Emotion Recognition from Facial Expressions: A Target Oriented Approach Using Neural Network

Sreevatsan Ambur Naghasundharam, K. G. Sathish Kumar, S. Rakeshsharma, Mohd. Mansoor Roomi. Emotion Recognition from Facial Expressions: A Target Oriented Approach Using Neural Network. In Bhabatosh Chanda, Sharat Chandran, Larry S. Davis, editors, ICVGIP 2004, Proceedings of the Fourth Indian Conference on Computer Vision, Graphics & Image Processing, Kolkata, India, December 16-18, 2004. pages 497-502, Allied Publishers Private Limited, 2004.

Abstract

Effective Human Computer Intelligent Interaction (HCII) requires the information about the user’s identity, state and intent which can be extracted from images, so that computers can then react accordingly, e.g. systems behaving according to the emotional state of the person.
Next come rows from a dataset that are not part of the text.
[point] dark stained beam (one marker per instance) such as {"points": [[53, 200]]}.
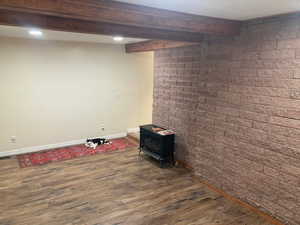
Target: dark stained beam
{"points": [[153, 45], [107, 11], [14, 18]]}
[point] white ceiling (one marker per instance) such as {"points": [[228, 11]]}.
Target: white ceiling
{"points": [[22, 32], [229, 9]]}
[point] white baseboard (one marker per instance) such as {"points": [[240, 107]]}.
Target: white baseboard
{"points": [[53, 146], [133, 130]]}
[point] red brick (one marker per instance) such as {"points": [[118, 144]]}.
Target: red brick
{"points": [[235, 107]]}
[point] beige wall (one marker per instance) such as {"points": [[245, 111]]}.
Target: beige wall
{"points": [[52, 92]]}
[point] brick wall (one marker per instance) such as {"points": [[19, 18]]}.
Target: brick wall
{"points": [[235, 105]]}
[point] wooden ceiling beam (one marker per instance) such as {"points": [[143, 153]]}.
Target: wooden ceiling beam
{"points": [[14, 18], [153, 45], [107, 11]]}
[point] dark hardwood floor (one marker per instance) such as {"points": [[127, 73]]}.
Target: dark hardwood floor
{"points": [[115, 188]]}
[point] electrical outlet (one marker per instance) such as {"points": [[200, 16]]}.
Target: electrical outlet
{"points": [[13, 139]]}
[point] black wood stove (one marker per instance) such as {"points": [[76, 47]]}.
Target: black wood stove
{"points": [[158, 143]]}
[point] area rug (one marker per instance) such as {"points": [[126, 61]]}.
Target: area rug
{"points": [[61, 154]]}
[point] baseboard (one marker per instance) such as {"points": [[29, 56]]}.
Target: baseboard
{"points": [[268, 217], [53, 146], [133, 130]]}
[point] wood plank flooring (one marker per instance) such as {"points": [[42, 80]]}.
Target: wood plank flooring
{"points": [[117, 188]]}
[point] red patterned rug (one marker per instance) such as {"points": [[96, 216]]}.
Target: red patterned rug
{"points": [[61, 154]]}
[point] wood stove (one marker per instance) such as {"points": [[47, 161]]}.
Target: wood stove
{"points": [[157, 145]]}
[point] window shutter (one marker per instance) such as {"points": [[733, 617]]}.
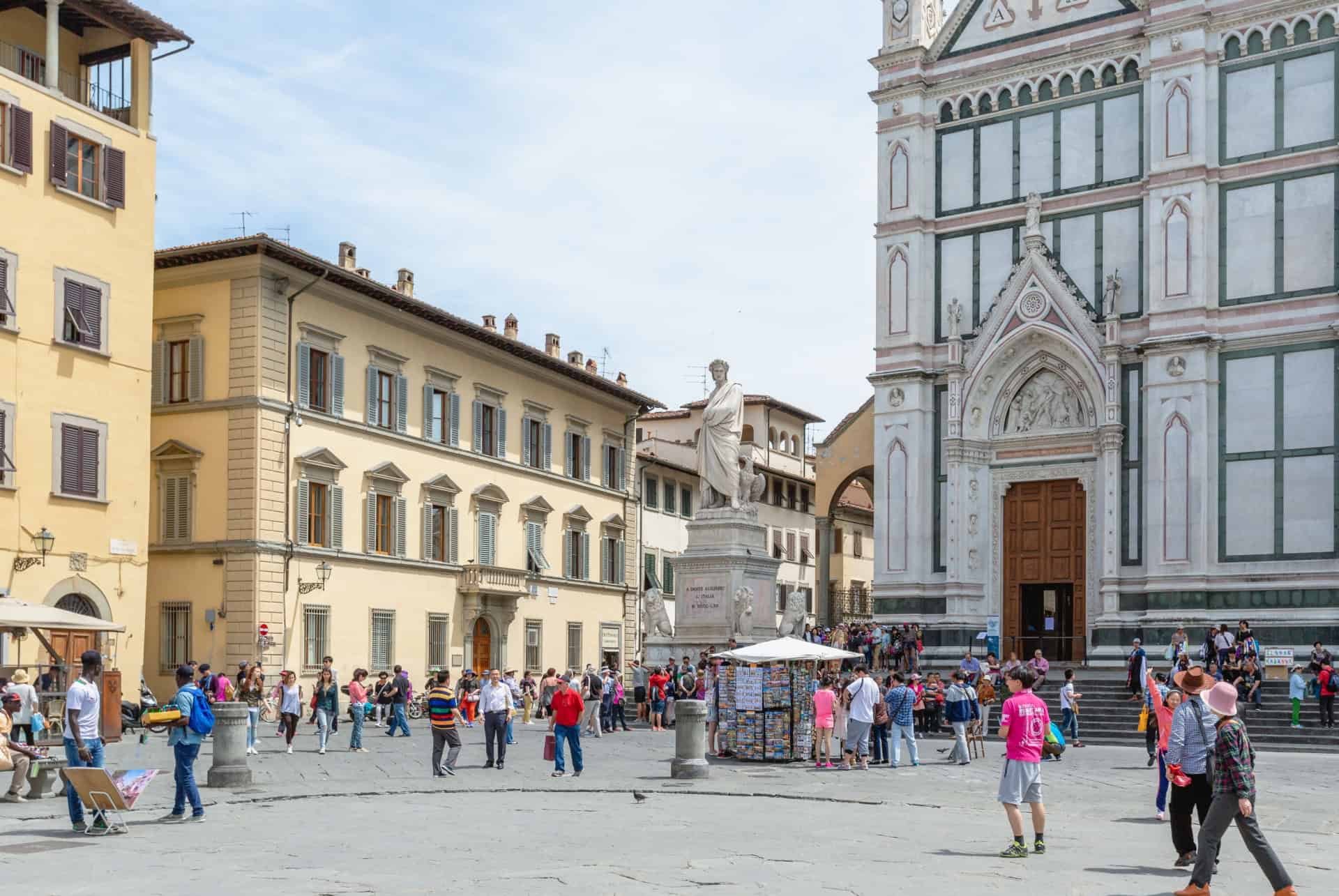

The most expressive way humans display emotions is through facial expressions. Here, we propose an efficient method for emotion recognition from facial expressions in static color images containing the frontal view of the human face. Our goal is to categorize the facial expression in the given image into six basic emotional states – Happy, Sad, Anger, Fear, Disgust and Surprise. Our method consists of three steps, namely face detection and localization, facial feature extraction and emotion recognition. First, face detection is performed using a novel skin-color based segmentation and connected component analysis which is then followed by the exact face localization by using a knowledge based approach. Next, the extraction of facial features such as the eye and the mouth is performed by employing an iterative search algorithm, on the edge information of the localized face region in gray scale. Finally, emotion recognition is performed by giving the extracted eye and mouth blocks as inputs to a feed-forward neural network trained by back-propagation.